Now, we know that angle subtended by chord on same side of circle are equal therefore 

$$\begin{gathered} \angle A=\angle C \\ \angle B=\angle D \\ \angle P=\angle P \end{gathered}$$

Hence, by $AAA$

$△APD~∆CPB$

So,

$\frac{AP}{CP}=\frac{PD}{PB}$

$\Rightarrow \frac{r-\overrightarrow{a}}{r-\overrightarrow{c}}=\frac{r-\overrightarrow{d}}{r-\overrightarrow{b}} ...\left(\text{iii}\right)$

Now, equation of line $AB$

$\overrightarrow{r}=\overrightarrow{a}+k_1\left(\overrightarrow{a}-\overrightarrow{b}\right)\Rightarrow \overrightarrow{r}-\overrightarrow{a}=k_1\left(\overrightarrow{a}-\overrightarrow{b}\right) ...\left(\text{iv}\right)$

$\overrightarrow{r}=\overrightarrow{b}+k_2\left(\overrightarrow{a}-\overrightarrow{b}\right)\Rightarrow \overrightarrow{r}-\overrightarrow{b}=k_2\left(\overrightarrow{a}-\overrightarrow{b}\right) ...\left(\text{v}\right)$

Now, equation of line $CD$

$\overrightarrow{r}=\overrightarrow{c}+k_3\left(\overrightarrow{c}-\overrightarrow{d}\right)\Rightarrow \overrightarrow{r}-\overrightarrow{c}=k_3\left(\overrightarrow{c}-\overrightarrow{d}\right) ...\left(\text{vi}\right)$

$\overrightarrow{r}=\overrightarrow{d}+k_4\left(\overrightarrow{c}-\overrightarrow{d}\right)\Rightarrow \overrightarrow{r}-\overrightarrow{d}=k_4\left(\overrightarrow{c}-\overrightarrow{d}\right) ...\left(\text{vii}\right)$

Putting these values in $\left(\text{iii}\right)$, we get

$$$k_1{k}_2{\left(\overrightarrow{a}-\overrightarrow{b}\right)}^2=k_3{k}_4{\left(\overrightarrow{c}-\overrightarrow{d}\right)}^2 ...\left(\text{viii}\right)$

Now equating $\left(\text{iv}\right) \& \left(\text{vi}\right)$, we get

$\overrightarrow{a}+k_1\left(\overrightarrow{a}-\overrightarrow{b}\right)=\overrightarrow{c}+k_3\left(\overrightarrow{c}-\overrightarrow{d}\right)$

$\Rightarrow \left(1+k_1\right)\overrightarrow{a}-k_1\overrightarrow{b}-\left(1+k_3\right)\overrightarrow{c}+k_3\overrightarrow{d}=0$

Comparing this with equation $\left(\text{i}\right)$, we get

$x=1+k_1, y=-k_1, z=-1-k_3, t=k_3 ....\left(A\right)$

These values are also satisfying equation $\left(\text{ii}\right)$.
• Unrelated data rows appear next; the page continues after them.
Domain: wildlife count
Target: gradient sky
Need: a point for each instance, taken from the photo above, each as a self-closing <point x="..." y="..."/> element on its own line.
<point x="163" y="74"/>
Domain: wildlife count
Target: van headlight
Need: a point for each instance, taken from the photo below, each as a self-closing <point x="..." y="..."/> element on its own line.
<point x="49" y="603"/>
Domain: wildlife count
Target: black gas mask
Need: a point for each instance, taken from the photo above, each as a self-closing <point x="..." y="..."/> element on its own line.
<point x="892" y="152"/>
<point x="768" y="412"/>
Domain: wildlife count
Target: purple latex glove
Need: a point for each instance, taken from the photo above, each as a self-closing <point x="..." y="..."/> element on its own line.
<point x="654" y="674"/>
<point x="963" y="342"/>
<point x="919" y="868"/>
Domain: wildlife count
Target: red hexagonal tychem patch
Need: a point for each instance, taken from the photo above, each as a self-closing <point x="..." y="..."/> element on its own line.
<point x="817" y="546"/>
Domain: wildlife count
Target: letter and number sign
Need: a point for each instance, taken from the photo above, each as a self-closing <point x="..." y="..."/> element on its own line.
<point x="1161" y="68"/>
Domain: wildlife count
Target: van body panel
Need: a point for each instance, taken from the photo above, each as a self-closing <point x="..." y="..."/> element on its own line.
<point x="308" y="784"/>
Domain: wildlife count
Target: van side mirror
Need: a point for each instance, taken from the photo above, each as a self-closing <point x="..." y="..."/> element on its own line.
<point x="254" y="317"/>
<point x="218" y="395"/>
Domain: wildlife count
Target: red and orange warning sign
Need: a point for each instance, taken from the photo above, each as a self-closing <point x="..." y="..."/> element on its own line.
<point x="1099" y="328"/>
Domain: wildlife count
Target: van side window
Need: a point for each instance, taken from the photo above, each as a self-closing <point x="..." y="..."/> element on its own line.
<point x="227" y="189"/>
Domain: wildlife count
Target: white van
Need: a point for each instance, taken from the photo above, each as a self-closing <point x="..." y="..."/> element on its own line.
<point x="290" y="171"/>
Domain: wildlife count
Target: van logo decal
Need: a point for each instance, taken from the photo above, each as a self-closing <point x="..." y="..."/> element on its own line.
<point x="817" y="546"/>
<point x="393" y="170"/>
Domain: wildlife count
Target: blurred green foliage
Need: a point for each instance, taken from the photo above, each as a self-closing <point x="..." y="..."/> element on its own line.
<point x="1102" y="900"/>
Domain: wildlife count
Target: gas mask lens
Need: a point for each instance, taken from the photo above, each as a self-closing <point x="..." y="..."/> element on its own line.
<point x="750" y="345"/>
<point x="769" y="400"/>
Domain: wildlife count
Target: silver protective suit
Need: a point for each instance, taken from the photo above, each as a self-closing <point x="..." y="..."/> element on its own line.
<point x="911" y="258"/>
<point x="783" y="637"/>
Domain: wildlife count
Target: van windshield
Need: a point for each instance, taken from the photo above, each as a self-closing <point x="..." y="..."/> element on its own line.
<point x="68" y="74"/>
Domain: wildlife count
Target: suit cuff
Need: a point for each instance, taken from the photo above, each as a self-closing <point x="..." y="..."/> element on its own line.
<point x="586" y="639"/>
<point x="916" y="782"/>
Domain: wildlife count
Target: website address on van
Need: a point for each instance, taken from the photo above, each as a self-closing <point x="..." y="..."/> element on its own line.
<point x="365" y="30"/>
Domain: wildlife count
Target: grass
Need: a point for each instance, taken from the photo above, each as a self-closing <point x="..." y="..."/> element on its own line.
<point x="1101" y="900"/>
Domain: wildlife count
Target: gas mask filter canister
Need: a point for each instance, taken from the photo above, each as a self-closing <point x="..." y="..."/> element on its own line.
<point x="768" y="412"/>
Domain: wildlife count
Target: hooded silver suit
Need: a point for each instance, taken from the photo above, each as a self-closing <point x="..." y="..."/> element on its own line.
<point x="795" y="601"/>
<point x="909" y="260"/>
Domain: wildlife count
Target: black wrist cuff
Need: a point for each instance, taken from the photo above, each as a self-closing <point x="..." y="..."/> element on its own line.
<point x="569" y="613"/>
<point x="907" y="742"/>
Similarly, equating $\left(\text{v}\right) \& \left(\text{vii}\right)$, we get

$\overrightarrow{b}+k_2\left(\overrightarrow{a}-\overrightarrow{b}\right)=\overrightarrow{d}+k_4\left(\overrightarrow{c}-\overrightarrow{d}\right)$

$\Rightarrow k_2\overrightarrow{a}+\left(1-k_2\right)\overrightarrow{b}-k_4\overrightarrow{c}+\left(-1+k_4\right)\overrightarrow{d}=0$

Comparing this with equation $\left(\text{i}\right)$, we get

$x=k_2, y=1-k_2, z=-k_4, t=-1+k_4 ....\left(B\right)$

These values are also satisfying equation $\left(\text{ii}\right)$.

Combining $\left(A\right) \& \left(B\right)$, we get

$k_1=y, k_2=x, k_3=t, k_4=-z$

Putting these values in $\left(\text{viii}\right)$, we get

$-xy{\left(\overrightarrow{a}-\overrightarrow{b}\right)}^2=-zt{\left(\overrightarrow{c}-\overrightarrow{d}\right)}^2$

or 

$\left|xy\right|{\left|\overrightarrow{a}-\overrightarrow{b}\right|}^2=\left|zt\right|{\left|\overrightarrow{c}-\overrightarrow{d}\right|}^2$